THE COOPERATIVE Central Bank (CCB) will have a general manager in around 10 days, an official said on Wednesday, as the sector pushes ahead with restructuring in line with the terms of the island’s bailout.
A consultancy hired by the CCB has short-listed five candidates and is expected to choose the new general manager in 10 days, at the latest.
Before the end of the year, the CCB will also have in place a voluntary retirement scheme and executive Nicolas Hadjiyiannis cutbacks in payroll.
The cutbacks will be implemented from December, Hadjiyiannis added.
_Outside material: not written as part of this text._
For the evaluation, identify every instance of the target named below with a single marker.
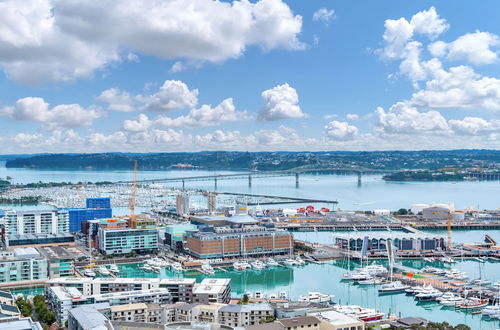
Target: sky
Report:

The executive did not say how many people would be leaving the bank under the retirement scheme but it has been reported previously that it aims to shed around 700 staff out of a total of 3,000 as Cyprus’ 93 co-operatives merge into 18.
Some 25 per cent of the 410 branches are expected to go.
“Our aim is to ensure the maximum number of jobs,” he said. “We recognise that any job lost would be difficult to replace in the economy.”
Using part of the €10 billion international bailout secured last March, the government has approved a €1.5 billion capital injection to cover the co-ops’ estimated capital shortfall, acquiring 99 per cent of its share capital.
The €1.5 billion capital injection has already been disbursed by the troika in the form of a bond and is currently deposited in a Central Bank of Cyprus account. It will be granted to the co-ops following approval of the sector’s restructuring plan at the end of January by the European Commission’s Directorate General on Competition.